Samirah Bakker
Introduction:
Data Science focuses on exploiting the modern deluge of data for prediction, exploration,
understanding, and intervention.
“ (...) the practice of data science is not just a single step of analyzing a dataset. Rather, it
cycles between data preprocessing, exploration, selection, transformation, analysis, interpretation, and
communication. One of the main priorities for data science is to develop the tools and methods that
facilitate this cycle. “
Python:
- Lists: ordered and mutable collection of objects [a,b,c]
- Can store any type of object
- Flexible yet inefficient → Therefore we have NumPy
- Tuple: ordered and immutable collection of objects (a,b,c)
- Set: unordered collection of unique values {a,b,c}
- Dictionary: collection of key : value {a:1, c:2}
NumPy:
- NumPy arrays at the core of any data science tool in Python
- Efficient interface to store and operate numerical data
- Efficient storage of numerical data
- Efficient manipulation of numerical data
- Implements efficient operations (e.g., matrix multiplication)
NumPy slicing:
- a[start:stop:step, start:stop:step, …]
- Some values can be omitted; by default: start=0, stop=end, step=1
- Values can be negative
NumPy array aggregation / reduction:
- In aggregation operations, the axis specifies which dimension to collapse!
- a.sum(axis=0) → array([4.,4.,4.])
- a.sum(axis=1) → array([3.,3.,3.,3.])
,NumPy Broadcasting:
a
Pandas:
- Pandas is built on top of NumPy, providing easy manipulation of labeled arrays (with 1 or
multiple dimensions) with heterogeneous data.
Data structures:
- Series → One dimensional array of indexed data. Here indexes can be other than sequence of
integers (indexes can be strings for example).

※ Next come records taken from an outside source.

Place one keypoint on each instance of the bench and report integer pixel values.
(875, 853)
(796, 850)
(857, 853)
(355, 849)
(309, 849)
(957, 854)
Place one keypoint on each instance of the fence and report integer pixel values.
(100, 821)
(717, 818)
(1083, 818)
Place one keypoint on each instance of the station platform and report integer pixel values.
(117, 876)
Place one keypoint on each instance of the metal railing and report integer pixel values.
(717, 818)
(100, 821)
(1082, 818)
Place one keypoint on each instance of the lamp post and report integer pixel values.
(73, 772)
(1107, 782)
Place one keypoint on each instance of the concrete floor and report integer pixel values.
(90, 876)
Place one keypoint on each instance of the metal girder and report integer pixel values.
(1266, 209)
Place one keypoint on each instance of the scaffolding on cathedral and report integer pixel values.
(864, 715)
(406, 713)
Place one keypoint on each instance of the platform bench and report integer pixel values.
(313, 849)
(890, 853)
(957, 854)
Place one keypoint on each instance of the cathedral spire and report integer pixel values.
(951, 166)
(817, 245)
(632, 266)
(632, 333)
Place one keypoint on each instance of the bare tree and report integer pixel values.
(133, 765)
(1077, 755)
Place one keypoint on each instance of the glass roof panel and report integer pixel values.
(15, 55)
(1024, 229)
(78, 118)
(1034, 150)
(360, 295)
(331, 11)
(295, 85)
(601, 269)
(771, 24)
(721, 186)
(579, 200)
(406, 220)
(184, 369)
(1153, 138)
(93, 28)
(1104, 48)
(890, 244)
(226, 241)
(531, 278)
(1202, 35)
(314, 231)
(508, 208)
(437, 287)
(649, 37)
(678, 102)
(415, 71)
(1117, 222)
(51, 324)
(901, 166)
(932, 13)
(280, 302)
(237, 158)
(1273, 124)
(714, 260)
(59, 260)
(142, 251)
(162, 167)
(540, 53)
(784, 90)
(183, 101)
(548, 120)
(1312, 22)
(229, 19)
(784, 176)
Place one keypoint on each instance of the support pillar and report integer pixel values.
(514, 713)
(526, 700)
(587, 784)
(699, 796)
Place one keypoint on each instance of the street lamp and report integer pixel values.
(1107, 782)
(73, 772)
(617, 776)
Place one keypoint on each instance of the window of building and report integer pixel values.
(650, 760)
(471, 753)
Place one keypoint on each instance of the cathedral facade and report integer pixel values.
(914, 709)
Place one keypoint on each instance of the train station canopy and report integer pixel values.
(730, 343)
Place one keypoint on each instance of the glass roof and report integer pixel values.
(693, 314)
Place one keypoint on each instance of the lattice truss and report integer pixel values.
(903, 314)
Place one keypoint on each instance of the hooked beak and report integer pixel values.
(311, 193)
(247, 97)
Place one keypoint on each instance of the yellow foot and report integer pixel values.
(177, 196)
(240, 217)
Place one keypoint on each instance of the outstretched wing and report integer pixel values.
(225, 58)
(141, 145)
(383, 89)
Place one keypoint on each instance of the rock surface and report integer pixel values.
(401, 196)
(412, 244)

- DataFrame → Two dimensional array with flexible row indices and column names.
- DataFrame = dictionary of Series with different labels (keys) and common index
- Can be seen as a collection of Series, all sharing the same index.
Indexing and selection:
- NumPy ndarray: array[0] selects row 0
- Pandas DataFrame: states[‘area’] selects column area
- For dictionary-style indexing use df[‘column_name’][‘index’]
- For NumPy array-style indexing use loc, iloc df.loc[‘index’,‘column_name’] df.iloc[i,j]
- .loc -> array-style indexing, explicit indexing using labels
- .iloc -> array-style indexing, implicit indexing using positions
, - i.loc and loc → first access rows then columns!
- Dictionary style indexing → first we access columns and then rows!
Slicing and masking:
Handling missing data:
- df.notnull()
- df.isnull()
- df.dropna()
- df.dropna(axis=’columns)
- df.fillna(0)
Data science life-cycle:
- Does not consist of a single step
- Statistics and plotting are not everything, but simply a part of the cycle
- Problem driven: start by posing and understanding the question
- It is a cycle
The most frequent failure in data analysis is mistaking the type of question being considered.
- Any type of question can be interesting, but we need to define it upfront and be aware and
clear about its type
- Type of questions:
- Descriptive: what is out there? (e.g, national census; no interpretations are made)
- Exploratory: are there (apparently) trends, correlations, or relationships between the
measurements to generate ideas or hypotheses? Should we study further?
- Inferential: will an observed pattern likely hold beyond the data set we have? Any
significant correlation? Can we infer a population state from our small sample?
- Predictive: can we use features to predict an outcome?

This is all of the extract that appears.